Let us all stop for a moment on reflect on the Catholic Church, and understand why this is absolutely, unequivocally necessary.
We should ensure that families cannot be restricted from contact with their relatives who are hospitalized or in institutions, except in the case that a patient has independently, in front of unbiased witnesses, executed a document requesting that specific individuals not be allowed to visit. It should never be within the power of a doctor to restrict a patient’s family from visiting, within reason. Perhaps setting visiting hours, but not preventing visits, and not restricting what is said (as happened in the Pelletier case and the Mayo case).

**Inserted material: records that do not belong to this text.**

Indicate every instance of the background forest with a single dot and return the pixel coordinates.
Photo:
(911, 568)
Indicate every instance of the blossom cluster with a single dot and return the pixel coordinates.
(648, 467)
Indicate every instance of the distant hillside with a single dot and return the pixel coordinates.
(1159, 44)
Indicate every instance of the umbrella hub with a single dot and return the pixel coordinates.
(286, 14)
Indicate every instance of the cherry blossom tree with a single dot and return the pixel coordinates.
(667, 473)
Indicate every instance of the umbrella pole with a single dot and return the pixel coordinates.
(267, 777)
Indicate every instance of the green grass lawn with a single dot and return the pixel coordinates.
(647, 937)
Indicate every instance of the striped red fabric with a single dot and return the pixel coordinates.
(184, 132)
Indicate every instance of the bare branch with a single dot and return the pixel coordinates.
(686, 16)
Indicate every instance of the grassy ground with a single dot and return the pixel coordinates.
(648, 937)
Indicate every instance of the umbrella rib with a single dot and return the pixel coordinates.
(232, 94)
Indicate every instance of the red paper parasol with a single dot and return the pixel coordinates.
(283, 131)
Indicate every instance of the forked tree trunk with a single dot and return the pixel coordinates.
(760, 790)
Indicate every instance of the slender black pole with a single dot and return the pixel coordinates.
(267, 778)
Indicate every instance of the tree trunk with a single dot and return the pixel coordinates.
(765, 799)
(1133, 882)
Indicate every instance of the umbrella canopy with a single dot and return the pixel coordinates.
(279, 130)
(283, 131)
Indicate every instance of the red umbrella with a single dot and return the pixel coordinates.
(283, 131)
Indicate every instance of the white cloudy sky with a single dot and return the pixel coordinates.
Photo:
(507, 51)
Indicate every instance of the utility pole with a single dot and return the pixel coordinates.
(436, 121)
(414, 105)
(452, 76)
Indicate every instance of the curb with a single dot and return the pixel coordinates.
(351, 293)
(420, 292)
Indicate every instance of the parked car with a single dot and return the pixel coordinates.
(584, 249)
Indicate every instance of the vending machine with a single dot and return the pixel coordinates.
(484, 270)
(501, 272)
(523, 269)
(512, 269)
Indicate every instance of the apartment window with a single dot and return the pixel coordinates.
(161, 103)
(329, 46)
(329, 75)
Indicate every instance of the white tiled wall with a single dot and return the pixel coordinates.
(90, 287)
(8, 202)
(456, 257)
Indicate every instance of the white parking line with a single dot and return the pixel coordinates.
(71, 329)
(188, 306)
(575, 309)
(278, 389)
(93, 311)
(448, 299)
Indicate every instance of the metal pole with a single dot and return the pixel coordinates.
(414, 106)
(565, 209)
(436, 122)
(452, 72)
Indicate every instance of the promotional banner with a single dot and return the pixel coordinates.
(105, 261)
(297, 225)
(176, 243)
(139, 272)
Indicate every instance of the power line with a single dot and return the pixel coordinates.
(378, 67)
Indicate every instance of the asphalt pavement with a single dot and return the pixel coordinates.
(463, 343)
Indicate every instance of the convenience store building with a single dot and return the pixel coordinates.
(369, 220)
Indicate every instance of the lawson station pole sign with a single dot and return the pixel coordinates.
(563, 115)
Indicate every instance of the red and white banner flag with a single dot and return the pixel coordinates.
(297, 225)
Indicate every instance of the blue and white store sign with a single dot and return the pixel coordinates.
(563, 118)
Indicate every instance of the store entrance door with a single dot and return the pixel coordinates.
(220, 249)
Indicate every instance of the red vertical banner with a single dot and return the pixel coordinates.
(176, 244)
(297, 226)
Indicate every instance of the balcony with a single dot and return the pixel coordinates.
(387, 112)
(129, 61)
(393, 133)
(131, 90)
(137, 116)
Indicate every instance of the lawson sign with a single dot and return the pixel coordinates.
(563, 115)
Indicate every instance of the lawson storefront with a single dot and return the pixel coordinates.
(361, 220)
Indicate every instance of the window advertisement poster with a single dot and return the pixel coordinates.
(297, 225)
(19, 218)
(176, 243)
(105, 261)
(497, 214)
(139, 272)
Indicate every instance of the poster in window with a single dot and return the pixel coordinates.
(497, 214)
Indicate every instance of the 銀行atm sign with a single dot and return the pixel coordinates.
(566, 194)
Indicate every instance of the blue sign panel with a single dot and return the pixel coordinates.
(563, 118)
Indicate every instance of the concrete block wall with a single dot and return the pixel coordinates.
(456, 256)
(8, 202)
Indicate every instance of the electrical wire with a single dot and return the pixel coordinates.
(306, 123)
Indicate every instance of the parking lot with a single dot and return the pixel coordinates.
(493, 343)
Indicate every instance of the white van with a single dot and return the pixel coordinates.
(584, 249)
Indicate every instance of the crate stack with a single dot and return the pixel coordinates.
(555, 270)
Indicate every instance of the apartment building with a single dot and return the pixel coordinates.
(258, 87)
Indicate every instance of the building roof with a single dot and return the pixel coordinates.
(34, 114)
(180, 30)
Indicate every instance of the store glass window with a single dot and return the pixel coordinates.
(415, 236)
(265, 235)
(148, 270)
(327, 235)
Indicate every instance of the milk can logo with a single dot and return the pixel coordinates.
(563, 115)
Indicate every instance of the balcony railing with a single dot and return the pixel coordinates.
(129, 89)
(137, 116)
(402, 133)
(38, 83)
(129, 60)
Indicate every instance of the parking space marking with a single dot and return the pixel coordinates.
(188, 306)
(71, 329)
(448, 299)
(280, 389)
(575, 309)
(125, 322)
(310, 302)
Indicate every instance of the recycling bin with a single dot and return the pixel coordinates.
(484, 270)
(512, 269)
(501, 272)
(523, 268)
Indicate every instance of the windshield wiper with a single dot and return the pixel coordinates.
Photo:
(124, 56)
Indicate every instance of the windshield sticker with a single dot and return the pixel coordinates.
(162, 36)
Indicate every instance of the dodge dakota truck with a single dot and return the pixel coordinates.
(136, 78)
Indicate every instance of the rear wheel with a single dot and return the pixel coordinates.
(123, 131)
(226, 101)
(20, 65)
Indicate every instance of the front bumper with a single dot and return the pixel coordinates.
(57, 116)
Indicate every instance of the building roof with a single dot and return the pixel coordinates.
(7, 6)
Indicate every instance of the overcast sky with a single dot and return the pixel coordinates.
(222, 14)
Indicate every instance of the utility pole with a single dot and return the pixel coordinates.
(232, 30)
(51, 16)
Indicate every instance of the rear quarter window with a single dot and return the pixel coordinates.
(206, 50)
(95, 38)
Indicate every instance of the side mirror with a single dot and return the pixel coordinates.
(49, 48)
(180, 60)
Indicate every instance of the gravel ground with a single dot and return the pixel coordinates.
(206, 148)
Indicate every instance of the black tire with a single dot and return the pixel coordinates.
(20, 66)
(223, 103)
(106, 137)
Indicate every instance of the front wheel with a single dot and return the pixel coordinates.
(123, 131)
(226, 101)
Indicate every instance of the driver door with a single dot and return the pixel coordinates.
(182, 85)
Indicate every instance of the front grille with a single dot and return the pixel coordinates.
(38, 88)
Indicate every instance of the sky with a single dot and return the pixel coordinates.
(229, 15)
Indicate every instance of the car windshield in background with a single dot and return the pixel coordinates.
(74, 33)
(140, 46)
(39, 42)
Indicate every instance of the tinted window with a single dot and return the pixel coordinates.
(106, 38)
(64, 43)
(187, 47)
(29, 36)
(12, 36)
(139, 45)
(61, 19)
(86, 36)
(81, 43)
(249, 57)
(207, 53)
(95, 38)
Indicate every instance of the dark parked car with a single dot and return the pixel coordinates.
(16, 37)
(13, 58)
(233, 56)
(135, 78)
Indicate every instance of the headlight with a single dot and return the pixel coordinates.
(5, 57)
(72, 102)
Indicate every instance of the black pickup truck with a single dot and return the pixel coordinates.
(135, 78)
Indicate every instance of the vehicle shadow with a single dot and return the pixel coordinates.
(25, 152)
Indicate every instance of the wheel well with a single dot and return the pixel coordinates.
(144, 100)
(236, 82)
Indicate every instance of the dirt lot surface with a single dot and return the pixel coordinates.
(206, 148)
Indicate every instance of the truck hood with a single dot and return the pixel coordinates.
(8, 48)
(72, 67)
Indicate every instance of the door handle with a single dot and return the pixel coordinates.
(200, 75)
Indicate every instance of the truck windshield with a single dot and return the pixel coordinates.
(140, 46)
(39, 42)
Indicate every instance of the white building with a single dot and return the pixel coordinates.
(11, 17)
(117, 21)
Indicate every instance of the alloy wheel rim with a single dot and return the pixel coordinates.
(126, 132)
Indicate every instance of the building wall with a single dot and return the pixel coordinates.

We should also understand that psychological diagnoses can be used to violate human rights and make sure that this does not happen in our courts. While psychological diagnoses may be useful in a voluntary medical context, they do not belong in a court of law. We need to stick to the hard science in our courts, such as whether lab reports demonstrate findings consistent with a cancer diagnosis. There are not “lab report” findings that can prove “Pervasive Arousal Withdrawal Syndrome” or “Medical Child Abuse” beyond a reasonable doubt. Such diagnoses fall in the purview of philosophy not science. Allowing this kind of “evidence” in courts is asking for abuse.,
Also, we need to exclude “hearsay” from our court systems. We should allow CPS or hospitals seeking a guardianship to offer the evidence. They are biased and secondhand sources. We need to require that evidence be presented firsthand in all custody cases. If the school said something to CPS, then the school needs to come say it to the court. There have been multiple public cases of CPS lies in courts. We need to use the same laws as in criminal courts. Evidence needs to come from the source.
After we chase Per Fink out of our country, let’s do what we need to do in our own country to reform our courts, so there is never another Justina Pelletier or Isaiah Rider in our own country, and to make sure there is never a Karina Hansen in our country, to make sure con artists are not allowed to prey on our elderly of their freedom and their wealth by taking advantage of loopholes in our court systems. Let’s make sure that simply being young, sick, elderly, disabled or in need doesn’t mean we can be stripped of person-hood.
Please sign the petition to stop Per Fink from speaking at Columbia.
OK, I will stop diarying now. This is not really my thing. But, we need to stop this guy. And…. Karina is FREE!!!
I hope I don’t get in trouble for publishing to Kosability. I’ve never done that before. But, I saw the option, so I went for it.